Last week, the Ministry of Foreign Affairs and the Ministry of Petroleum and Energy presented a plan to support developing countries that control oil and gas resources. State Secretary Leiv Lunde with the Minister for Development Aid points out the good results of Norway's own development of the petroleum sector. Equatorial Guinea and Liberia are just two examples of countries suffering from the "curse of natural resources".

- Can Equatorial Guinea or Liberia be possible aid countries in this context?

- I do not want to exclude any countries, but we must consider the opportunities and prerequisites we have for cooperation with the individual country's authorities. We already have some co-operation with Liberia in the humanitarian area, and extended co-operation may be relevant if the authorities want to follow up, among other things, the World Bank's guidelines for openness in the economy and the fight against corruption. Equatorial Guinea has already been an oil economy for a few years, but we have very little contact with the authorities and few opportunities to provide any assistance to the country. The country has a governance system that far from meets the expectations we have for partner countries, but if the country's authorities want to cooperate with international actors such as the World Bank and the Monetary Fund, it may be relevant to support seminars on good oil management under the auspices of these institutions, says Lunde. .

- What does good management mean in relation to the tax rate; the rate in Norway is far higher than in very many developing countries?
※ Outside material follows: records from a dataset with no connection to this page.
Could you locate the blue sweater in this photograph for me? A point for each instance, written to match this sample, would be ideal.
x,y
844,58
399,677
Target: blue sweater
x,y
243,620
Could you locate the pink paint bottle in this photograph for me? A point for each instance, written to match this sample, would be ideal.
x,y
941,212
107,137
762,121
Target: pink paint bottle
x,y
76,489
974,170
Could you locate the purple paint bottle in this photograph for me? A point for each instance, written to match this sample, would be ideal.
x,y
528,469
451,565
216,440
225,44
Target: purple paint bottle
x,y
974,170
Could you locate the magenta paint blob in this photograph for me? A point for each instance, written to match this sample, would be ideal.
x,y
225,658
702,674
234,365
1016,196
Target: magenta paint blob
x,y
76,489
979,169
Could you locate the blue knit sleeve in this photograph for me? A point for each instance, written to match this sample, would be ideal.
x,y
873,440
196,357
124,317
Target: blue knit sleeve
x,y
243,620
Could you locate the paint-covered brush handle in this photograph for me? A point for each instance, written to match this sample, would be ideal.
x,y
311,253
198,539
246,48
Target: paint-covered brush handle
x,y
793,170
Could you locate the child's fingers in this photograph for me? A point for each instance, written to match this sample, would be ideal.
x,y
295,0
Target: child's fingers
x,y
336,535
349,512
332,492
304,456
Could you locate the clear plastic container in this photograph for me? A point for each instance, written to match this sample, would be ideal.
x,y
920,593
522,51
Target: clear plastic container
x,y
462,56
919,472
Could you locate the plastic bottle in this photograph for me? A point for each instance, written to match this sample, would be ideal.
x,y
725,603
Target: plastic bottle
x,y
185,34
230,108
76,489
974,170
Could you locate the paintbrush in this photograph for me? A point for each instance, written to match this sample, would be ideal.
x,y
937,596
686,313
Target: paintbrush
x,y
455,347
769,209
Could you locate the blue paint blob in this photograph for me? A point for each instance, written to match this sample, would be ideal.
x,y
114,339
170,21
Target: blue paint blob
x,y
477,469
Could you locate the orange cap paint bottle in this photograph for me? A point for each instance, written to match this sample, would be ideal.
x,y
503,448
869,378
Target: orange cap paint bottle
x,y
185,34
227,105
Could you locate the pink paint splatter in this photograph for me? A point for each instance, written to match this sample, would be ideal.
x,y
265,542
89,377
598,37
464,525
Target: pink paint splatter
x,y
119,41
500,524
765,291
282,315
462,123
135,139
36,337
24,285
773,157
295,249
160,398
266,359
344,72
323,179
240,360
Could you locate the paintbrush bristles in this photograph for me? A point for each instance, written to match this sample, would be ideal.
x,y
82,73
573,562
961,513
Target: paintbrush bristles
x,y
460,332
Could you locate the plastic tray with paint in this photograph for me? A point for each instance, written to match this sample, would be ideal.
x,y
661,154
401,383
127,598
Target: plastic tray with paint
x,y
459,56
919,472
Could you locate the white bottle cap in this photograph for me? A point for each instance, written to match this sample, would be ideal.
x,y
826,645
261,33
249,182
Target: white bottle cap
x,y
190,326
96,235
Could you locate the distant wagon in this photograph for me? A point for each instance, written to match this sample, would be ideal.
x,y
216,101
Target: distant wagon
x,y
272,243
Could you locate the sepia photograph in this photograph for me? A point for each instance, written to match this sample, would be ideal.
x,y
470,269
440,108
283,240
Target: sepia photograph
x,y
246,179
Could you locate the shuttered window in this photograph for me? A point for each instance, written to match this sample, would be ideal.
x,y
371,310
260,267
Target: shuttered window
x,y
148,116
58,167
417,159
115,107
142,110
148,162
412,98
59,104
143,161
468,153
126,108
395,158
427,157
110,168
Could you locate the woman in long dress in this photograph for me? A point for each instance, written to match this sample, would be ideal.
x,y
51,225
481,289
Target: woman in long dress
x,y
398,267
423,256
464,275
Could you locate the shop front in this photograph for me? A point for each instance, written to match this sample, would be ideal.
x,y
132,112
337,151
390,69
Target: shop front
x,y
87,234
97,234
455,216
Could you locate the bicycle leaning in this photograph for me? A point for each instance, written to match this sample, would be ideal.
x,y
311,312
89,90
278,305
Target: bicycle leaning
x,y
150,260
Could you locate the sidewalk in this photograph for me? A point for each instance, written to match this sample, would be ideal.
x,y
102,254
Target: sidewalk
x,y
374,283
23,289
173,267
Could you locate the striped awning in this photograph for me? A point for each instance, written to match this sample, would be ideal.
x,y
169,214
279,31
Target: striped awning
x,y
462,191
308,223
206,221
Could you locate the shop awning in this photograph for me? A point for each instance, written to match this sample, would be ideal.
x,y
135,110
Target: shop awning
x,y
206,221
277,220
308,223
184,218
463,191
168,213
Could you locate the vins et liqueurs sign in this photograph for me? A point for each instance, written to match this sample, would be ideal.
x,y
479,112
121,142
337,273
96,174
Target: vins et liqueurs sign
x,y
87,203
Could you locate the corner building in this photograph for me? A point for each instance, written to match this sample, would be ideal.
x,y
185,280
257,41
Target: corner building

- First and foremost, we must disseminate the experiences we have made in Norway, without necessarily advocating that Norwegian policy be copied in detail. No donor country can also say anything specific about what tax rate each country should impose on its own business community, but of course we should have an idea of ​​the tax rate. An underlying motivation for us is a desire for oil revenues to benefit the population. But it is not a matter of course that the tax rate should be the same in all countries. Here we probably have a lot to learn from us, we managed the balance between building up the oil sector with help from foreign companies, at the same time as we had our hands on the wheel. But it is clear that we were at the same time at a different level in development than many of the countries we are now talking about, Lunde emphasizes.

- It is obvious to claim that it is hardly coincidental that development assistance in this case coincides with Norwegian oil companies' investment abroad. Comment?

- It is natural that we focus on countries where oil plays or can play an important role in the countries' economies, and this has nothing to do with Norwegian companies. In that case, it is a coincidence. This is not about exporting the Norwegian oil industry, at the same time as we see that this can be a win-win situation. It is clear that Norwegian companies, when they comply with the guidelines and expectations we set, can enter into cooperation with us, among other things to create increased employment in the individual countries and increased number of local employees. But we will not subsidize Norwegian companies in an undue competition with other companies, Lunde concludes.